Global DNA hypomethylation in cancer is thought to contribute to genomic instability and increases in aneuploidy [57], both common features of cancer genomes. Indeed, reduced levels of DNA methyltransferase 1 (Dnmt1) can result in increased mutation rate, aneuploidies and tumour development, which provides some evidence for the role of DNA hypomethylation in increased chromosomal fragility [57,58]. Widespread genome instability is commonly accepted to accompany global loss of DNA methylation observed in cancer cells; however causality is still to be definitively shown. Broad regions of global hypomethylation are associated with global changes in chromatin organisation and structural variation [59]. Loss of DNA methylation is also accompanied by aberrant expression of transposable elements, repeat elements and oncogenes [35,57] such as MYC, resulting in global deregulation of cellular pathways [60] and occurring concomitant with alterations to chromatin organisation [32] and the three-dimensional genome [56].

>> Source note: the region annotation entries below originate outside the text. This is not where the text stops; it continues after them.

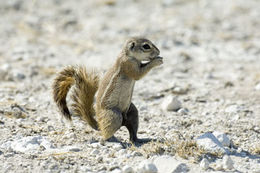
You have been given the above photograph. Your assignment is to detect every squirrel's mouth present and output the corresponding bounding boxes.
[141,56,162,67]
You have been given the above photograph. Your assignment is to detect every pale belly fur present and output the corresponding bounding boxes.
[108,76,135,113]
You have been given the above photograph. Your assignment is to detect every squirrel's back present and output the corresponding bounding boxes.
[53,66,99,129]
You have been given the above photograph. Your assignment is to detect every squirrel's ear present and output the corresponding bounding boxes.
[128,41,135,50]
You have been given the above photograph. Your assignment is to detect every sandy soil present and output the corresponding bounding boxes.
[0,0,260,172]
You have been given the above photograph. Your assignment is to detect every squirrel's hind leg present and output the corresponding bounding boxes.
[97,109,123,140]
[123,103,151,145]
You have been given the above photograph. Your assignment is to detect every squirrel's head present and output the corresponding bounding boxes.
[124,37,160,61]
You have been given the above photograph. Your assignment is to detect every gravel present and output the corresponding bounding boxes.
[0,0,260,173]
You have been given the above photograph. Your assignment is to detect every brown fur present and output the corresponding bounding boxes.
[53,37,162,142]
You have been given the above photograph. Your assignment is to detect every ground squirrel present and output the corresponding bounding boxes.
[53,37,163,143]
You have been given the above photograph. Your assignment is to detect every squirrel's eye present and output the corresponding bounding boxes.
[143,44,151,50]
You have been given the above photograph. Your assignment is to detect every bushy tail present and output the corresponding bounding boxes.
[53,66,99,130]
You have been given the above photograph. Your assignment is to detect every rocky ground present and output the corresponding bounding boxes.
[0,0,260,173]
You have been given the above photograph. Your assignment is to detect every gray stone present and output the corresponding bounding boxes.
[200,158,209,170]
[196,133,227,154]
[161,96,181,111]
[222,155,234,170]
[122,165,134,173]
[153,156,189,173]
[255,82,260,90]
[137,160,158,173]
[213,131,230,147]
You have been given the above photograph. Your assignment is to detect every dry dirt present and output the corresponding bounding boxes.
[0,0,260,172]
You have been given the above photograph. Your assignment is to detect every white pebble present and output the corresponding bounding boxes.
[196,133,228,154]
[111,168,122,173]
[112,143,123,151]
[222,155,234,170]
[200,158,209,170]
[161,96,181,111]
[137,160,158,173]
[178,108,189,115]
[91,149,99,155]
[122,165,134,173]
[255,82,260,90]
[213,131,230,147]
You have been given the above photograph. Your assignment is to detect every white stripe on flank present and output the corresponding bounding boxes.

There exists a strong link between chromatin structure and DNA methylation, in particular the requirement for a nucleosome to be present for anchoring of DNMT enzymes [61] prior to acquisition of 5mC [62]. Gene expression can be modified in the absence of any changes to DNA methylation patterns, and indeed, developmental gene expression is often already repressed in normal cells but these promoters are prone to abnormal DNA hypermethylation following transformation [50,63]. This is likely due to the fact that the promoters of such developmental genes exhibit a ‘closed’ conformation and well-positioned nucleosomes occlude the transcriptional start site [31]. Organisation of nucleosomes across DNA methylated regions is unexpectedly comparable with genes devoid of 5mC [32] supporting an overall highly organised physical chromatin state irrespective of cell type, normal or cancer origin. Despite remaining well organised on a broad scale, the substructure of genome organisation is disrupted in cancer cells, further characterised by loss of interactions between enhancer and promoter gene regulatory elements across the cancer genome occurring alongside hotspots of copy number variation [56]. Though a residual level of approximately 5% DNA methylation is required for cell survival [64], the mechanisms driving the initial change in DNA methylation patterning either as a cause or consequence of cancer progression remain to be clearly demonstrated.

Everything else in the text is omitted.